As PHP evolves
With the upcoming PHP 7.3, the question of the next migration is back on our tables. We’ll hear a strange mix of begging to move to the new versions for features and security, mixed with a constant threatening that some old versions will soon be unmaintained or worse. Indeed, there is versions impact on PHP code bases.
Particular witnesses of that evolution are open source projects. They usually have to support a wide range of versions, and in the same time, are actively encouraged to use the newest features. It is a delicate work of balancing compatibility and progress.
To observe the way Open Source projects handle the evolution of PHP, we have audited 1977 Open source PHP projects, by linting them with PHP versions from 5.5 to 7.3. This taught us the impact of PHP on code, over a long period of coding. Let’s review them.
First, we’ll introduce PHP lint. PHP lint is one of the older static analysis tool: it reads a text file, and checks its spelling and some of its syntax, without running it.
The check is extremely fast, as PHP also uses them when executing code: it is the first phase of executing a script.
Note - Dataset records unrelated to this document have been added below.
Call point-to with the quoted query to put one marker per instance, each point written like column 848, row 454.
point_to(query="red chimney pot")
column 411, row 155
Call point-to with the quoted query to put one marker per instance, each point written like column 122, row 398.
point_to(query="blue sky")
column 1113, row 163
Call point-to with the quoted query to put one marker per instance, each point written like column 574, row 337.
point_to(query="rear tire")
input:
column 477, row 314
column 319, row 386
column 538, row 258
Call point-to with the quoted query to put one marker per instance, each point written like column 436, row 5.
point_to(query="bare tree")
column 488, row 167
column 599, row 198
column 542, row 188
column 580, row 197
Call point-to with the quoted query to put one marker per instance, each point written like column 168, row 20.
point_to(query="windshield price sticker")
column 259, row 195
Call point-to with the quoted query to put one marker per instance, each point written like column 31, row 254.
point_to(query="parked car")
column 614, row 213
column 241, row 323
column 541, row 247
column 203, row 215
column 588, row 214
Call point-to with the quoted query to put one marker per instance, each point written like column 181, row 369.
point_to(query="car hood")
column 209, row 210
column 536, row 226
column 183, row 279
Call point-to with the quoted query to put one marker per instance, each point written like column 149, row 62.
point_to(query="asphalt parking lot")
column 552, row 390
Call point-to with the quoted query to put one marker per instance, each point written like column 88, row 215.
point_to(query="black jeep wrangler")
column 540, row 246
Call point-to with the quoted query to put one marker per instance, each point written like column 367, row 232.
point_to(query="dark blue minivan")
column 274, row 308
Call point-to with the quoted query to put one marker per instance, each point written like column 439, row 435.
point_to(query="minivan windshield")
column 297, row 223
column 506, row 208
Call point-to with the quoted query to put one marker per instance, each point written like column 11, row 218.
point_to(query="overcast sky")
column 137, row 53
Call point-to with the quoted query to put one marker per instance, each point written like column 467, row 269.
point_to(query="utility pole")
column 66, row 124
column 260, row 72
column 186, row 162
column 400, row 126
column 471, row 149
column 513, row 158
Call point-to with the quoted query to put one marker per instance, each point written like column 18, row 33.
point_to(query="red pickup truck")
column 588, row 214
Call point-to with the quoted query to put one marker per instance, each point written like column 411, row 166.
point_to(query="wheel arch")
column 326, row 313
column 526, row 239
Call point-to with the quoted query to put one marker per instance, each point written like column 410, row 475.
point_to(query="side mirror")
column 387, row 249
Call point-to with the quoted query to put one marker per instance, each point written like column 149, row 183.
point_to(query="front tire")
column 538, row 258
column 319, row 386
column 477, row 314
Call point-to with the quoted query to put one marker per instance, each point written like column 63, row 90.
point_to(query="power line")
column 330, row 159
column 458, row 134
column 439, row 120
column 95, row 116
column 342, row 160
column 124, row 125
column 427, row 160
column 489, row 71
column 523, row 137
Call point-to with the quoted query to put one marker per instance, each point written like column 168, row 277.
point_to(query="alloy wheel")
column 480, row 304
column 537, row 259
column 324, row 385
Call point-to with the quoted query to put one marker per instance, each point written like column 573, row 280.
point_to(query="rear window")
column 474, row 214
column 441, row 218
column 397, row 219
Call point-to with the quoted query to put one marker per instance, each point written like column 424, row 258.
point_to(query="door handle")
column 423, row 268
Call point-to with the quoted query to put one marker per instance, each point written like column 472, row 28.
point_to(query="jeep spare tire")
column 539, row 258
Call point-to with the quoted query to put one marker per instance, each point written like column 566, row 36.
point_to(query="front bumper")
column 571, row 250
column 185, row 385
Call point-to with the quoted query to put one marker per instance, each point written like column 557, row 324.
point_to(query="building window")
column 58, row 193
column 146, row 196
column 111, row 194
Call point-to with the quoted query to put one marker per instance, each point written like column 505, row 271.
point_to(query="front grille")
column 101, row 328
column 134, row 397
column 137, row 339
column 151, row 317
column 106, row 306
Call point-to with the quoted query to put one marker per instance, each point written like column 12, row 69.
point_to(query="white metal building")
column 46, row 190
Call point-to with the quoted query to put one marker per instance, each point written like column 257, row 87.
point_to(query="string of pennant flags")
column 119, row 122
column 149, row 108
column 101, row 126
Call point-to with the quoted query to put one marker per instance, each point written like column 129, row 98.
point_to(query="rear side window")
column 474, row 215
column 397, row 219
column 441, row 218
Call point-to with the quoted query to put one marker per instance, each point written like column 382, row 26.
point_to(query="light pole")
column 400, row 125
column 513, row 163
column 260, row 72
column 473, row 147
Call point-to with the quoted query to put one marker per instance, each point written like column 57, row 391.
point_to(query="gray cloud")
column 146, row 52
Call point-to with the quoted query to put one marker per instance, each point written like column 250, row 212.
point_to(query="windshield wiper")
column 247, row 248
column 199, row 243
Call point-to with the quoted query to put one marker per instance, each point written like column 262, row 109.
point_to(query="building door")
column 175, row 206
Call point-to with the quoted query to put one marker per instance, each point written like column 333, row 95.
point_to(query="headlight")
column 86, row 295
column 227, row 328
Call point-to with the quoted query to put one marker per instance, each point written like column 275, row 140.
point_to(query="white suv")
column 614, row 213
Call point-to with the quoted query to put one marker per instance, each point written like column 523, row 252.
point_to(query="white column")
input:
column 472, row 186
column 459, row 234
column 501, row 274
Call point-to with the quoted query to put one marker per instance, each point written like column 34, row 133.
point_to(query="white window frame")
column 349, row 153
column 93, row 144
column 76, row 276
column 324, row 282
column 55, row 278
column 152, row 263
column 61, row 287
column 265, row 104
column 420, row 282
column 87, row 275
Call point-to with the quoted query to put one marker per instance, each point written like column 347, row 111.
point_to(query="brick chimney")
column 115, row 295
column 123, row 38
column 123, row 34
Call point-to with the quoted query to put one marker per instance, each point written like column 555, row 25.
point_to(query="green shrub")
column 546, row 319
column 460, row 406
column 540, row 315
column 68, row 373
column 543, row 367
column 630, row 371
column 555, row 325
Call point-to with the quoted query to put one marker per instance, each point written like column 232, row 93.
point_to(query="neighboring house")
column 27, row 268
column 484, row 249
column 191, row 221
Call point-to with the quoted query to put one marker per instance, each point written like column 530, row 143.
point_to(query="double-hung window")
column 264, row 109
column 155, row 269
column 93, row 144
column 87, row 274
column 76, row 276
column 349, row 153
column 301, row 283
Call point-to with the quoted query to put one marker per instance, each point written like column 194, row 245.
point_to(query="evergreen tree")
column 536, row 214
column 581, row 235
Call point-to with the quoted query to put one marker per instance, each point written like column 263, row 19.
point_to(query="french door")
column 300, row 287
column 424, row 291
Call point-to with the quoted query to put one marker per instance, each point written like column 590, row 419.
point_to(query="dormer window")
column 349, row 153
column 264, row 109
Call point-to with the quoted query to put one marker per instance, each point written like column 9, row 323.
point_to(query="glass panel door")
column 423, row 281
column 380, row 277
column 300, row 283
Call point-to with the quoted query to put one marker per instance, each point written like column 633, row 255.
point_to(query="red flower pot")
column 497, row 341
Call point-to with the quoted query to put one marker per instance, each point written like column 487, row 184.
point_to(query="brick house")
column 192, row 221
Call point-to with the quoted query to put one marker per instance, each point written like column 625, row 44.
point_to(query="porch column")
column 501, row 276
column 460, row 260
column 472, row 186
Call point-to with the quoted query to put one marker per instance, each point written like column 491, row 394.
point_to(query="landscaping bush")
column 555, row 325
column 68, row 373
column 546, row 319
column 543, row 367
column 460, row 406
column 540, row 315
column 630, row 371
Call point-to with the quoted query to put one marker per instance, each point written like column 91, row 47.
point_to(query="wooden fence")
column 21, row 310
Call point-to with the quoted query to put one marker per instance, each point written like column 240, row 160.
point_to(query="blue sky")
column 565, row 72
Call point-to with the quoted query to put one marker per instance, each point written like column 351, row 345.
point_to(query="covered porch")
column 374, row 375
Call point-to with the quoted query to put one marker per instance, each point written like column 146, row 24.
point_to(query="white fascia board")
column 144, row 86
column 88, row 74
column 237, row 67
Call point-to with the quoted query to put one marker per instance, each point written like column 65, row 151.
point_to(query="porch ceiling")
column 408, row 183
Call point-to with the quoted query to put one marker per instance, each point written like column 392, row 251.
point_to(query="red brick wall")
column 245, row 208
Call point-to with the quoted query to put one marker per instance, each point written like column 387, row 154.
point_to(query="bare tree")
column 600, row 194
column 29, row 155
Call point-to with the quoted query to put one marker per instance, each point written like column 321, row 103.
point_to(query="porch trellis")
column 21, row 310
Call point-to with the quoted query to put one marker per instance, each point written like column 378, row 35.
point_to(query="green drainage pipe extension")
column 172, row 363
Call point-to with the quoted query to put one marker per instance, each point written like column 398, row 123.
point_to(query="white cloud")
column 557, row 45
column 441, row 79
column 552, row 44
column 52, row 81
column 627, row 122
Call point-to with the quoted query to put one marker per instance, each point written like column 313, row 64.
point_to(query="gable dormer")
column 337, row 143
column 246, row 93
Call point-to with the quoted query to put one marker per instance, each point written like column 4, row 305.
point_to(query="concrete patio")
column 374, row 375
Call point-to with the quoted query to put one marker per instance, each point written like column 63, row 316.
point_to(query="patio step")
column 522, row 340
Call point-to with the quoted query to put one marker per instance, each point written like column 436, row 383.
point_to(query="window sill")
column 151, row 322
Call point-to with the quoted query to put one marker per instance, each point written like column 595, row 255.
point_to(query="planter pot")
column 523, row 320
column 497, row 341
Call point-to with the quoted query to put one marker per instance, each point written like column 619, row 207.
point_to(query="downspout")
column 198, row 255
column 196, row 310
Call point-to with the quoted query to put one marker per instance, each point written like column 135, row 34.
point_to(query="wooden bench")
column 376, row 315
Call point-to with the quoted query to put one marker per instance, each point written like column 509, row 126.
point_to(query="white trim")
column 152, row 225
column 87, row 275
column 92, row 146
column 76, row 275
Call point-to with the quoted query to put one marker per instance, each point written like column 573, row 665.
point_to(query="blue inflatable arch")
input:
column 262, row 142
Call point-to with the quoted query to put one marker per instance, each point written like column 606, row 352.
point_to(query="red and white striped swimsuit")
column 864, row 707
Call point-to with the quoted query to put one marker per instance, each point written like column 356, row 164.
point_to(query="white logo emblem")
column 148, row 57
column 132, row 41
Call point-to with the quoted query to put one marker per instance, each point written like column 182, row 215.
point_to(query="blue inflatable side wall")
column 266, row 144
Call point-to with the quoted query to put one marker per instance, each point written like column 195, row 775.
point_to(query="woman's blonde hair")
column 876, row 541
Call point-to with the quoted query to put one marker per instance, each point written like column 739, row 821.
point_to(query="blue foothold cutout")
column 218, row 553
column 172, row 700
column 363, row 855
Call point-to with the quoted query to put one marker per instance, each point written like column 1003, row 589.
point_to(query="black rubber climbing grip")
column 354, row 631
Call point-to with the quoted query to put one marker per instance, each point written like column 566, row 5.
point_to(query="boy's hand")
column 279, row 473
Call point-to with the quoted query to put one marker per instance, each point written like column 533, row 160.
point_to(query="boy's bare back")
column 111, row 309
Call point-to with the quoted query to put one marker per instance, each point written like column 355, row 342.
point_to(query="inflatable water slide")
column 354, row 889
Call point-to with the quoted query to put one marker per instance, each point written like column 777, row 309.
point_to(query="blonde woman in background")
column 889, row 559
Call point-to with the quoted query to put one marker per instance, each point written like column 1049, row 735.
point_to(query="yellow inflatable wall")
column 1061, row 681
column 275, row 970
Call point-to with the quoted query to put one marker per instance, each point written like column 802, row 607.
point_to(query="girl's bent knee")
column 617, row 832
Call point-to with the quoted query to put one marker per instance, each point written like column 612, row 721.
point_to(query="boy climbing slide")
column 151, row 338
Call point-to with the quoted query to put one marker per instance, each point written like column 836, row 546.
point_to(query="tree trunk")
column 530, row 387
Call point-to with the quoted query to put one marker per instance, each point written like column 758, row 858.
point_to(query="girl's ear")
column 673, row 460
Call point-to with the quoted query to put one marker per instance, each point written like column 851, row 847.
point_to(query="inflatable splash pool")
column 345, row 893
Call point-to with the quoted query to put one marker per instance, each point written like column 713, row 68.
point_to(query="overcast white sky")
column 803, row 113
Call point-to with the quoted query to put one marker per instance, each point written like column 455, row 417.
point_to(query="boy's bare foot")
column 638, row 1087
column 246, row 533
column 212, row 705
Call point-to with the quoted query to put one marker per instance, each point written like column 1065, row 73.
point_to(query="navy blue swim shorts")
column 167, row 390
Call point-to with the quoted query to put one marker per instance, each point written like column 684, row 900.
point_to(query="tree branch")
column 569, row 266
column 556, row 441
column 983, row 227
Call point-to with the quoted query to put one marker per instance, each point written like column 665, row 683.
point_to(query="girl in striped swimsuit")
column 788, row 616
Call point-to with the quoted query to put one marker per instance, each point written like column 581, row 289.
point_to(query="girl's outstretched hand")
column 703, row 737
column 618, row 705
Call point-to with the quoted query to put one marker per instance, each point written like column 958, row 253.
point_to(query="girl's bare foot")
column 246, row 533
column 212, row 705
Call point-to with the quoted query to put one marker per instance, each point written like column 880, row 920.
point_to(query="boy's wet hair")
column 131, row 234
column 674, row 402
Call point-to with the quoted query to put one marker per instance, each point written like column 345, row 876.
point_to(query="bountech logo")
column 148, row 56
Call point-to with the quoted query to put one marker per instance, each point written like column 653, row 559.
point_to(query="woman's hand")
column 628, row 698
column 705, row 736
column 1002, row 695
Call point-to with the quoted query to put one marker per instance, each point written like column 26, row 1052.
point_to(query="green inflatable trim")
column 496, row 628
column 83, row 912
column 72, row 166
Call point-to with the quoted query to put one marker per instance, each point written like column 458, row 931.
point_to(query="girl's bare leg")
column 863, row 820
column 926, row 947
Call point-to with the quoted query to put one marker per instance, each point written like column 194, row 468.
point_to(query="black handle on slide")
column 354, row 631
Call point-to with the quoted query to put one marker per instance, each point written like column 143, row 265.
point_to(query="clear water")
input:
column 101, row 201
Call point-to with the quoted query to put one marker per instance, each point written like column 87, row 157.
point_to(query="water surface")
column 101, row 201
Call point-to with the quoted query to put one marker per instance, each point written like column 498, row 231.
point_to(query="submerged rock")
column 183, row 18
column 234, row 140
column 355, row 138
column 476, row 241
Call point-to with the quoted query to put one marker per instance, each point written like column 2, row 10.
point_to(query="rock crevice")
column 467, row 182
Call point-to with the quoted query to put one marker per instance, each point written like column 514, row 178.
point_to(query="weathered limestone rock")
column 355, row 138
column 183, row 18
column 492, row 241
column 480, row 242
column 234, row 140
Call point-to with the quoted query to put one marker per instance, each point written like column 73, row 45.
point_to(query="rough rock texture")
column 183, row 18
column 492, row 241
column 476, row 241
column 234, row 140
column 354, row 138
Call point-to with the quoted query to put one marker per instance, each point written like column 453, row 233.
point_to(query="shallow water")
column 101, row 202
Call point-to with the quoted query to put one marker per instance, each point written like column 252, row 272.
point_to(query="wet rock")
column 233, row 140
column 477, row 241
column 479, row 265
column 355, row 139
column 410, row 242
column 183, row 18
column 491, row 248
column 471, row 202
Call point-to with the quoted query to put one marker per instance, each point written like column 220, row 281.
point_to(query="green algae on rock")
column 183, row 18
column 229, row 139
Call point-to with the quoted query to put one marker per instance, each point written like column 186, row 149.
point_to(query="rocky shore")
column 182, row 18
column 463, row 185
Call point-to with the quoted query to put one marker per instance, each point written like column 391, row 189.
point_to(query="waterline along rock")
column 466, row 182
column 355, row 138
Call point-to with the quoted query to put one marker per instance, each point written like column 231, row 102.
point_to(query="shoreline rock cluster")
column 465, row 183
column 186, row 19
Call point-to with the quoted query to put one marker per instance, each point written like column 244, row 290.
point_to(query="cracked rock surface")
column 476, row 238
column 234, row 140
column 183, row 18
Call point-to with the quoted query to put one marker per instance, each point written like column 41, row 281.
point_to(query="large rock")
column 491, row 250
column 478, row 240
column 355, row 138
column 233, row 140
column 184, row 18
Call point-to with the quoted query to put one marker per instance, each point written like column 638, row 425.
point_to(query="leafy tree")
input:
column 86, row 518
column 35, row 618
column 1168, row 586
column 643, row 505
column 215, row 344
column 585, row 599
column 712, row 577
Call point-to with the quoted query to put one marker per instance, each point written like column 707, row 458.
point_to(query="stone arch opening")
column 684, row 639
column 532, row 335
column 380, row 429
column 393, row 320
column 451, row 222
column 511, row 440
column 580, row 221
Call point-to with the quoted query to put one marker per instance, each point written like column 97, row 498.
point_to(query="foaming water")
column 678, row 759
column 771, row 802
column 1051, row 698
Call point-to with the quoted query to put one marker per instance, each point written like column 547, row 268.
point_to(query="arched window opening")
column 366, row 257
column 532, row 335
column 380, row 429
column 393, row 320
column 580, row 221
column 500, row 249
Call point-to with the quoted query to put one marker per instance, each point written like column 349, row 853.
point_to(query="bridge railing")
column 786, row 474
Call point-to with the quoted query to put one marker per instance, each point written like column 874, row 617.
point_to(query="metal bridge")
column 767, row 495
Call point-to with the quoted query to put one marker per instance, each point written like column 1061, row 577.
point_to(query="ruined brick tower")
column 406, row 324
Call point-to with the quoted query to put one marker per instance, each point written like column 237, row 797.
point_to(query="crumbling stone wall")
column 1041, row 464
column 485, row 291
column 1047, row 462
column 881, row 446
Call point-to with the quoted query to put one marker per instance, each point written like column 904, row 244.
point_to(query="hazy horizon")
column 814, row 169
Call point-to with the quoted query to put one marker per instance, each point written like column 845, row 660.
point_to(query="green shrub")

As such, those are light checks: basically, linting makes sure that the file may be parsed into tokens, and quite a lot of sanity rules apply. Those are light checks, as more validation of the code will happen at execution time. Code may lint, but, sometimes, won’t execute.
PHP lint is a command line call. Open a Terminal, and direct PHP to a file:
php -l test.php No syntax errors detected in test.php
Linting everyday is just as important as flossing. It’s actually vital to only push to the repository code that compiles: it does save a lot of ridicule. At least, files must compile in one of PHP version that your application must support. More is better, though.
Setting up hooks to check PHP code at commit time to have a positive impact on your application : no more surprising uncompilable PHP code, which are always sneaky enough to reach production. No more one minute fix that end up in a catastrophe.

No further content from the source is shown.